Differences, what you need to know and more

Each requires strict attention, but in different ways.

As the athlete that you are, you may have found yourself with the choice of being a bodybuilder or a weightlifter, but the idea around the bodybuilding vs powerlifting diet have you puzzled. While it’s possible to be both, everyone’s approach is very different, as the end goal is different. We know you understand. But sometimes people still think they can get away with certain things only to find it comes back to bite them. With two sports that require attention to detail, just with different elements, you can no longer escape the idea that crossover is easy.

That said, we know you want to try. But at the heart of the matter is the end result of bodybuilding and powerlifting. Bodybuilding is for those who crave that jagged aesthetic and well-rounded appearance. Not a single visible muscle imbalance. While on the other hand, weightlifters are not as concerned with looks as they are with performance, being able to bench, squat and lift insane weights. So, yes, both athletes can lift big. We are not trying to be insulting. But what we’re saying is that for anyone wanting to take the stage in a bodybuilding show, your goal is radically different than a powerlifter and that comes down to diet.
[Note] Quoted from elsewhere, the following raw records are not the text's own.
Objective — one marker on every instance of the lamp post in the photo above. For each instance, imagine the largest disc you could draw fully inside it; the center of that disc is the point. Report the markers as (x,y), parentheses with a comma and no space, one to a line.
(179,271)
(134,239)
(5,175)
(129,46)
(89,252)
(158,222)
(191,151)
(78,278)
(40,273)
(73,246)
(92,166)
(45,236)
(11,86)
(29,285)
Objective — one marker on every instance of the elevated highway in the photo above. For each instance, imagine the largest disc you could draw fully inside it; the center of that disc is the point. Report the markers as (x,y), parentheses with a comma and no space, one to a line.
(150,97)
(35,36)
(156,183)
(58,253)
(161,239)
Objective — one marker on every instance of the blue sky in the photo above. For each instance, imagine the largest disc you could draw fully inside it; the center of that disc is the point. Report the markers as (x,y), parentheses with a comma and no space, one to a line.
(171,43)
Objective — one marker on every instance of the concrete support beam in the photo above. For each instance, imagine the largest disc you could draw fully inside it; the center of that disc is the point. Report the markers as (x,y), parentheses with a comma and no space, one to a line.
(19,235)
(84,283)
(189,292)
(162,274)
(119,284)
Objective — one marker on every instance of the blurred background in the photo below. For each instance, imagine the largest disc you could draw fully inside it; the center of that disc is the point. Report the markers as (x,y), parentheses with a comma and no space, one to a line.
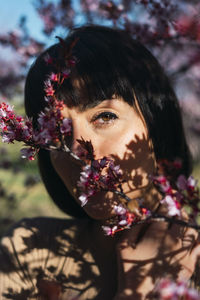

Let’s take a look at these two sports and see the difference between bodybuilding and powerlifting diet. You won’t be disappointed with the results once you know exactly what you’re looking for. And you can find a cross that allows you to do both and do well in both sports.

bodybuilding vs powerlifting diet

Bodybuilding Vs. Powerlifting Differences

The overall difference between these two sports is strength versus aesthetics. Now, that’s not to say bodybuilders aren’t strong or weightlifters aren’t shredded, but the fact is that the end goal is different. Bodybuilders seek that perfect symmetry, which relies on sculpting and increasing size, but ultimately there is no weight to lift to determine a winner. The top prize is in the eye of the beholder. For weightlifters, the desire is to be as strong as possible and lift as much weight as possible, so even though they care about how they look, the only thing they are judged on is their brute strength and mental will. to lift massive amounts of weight. .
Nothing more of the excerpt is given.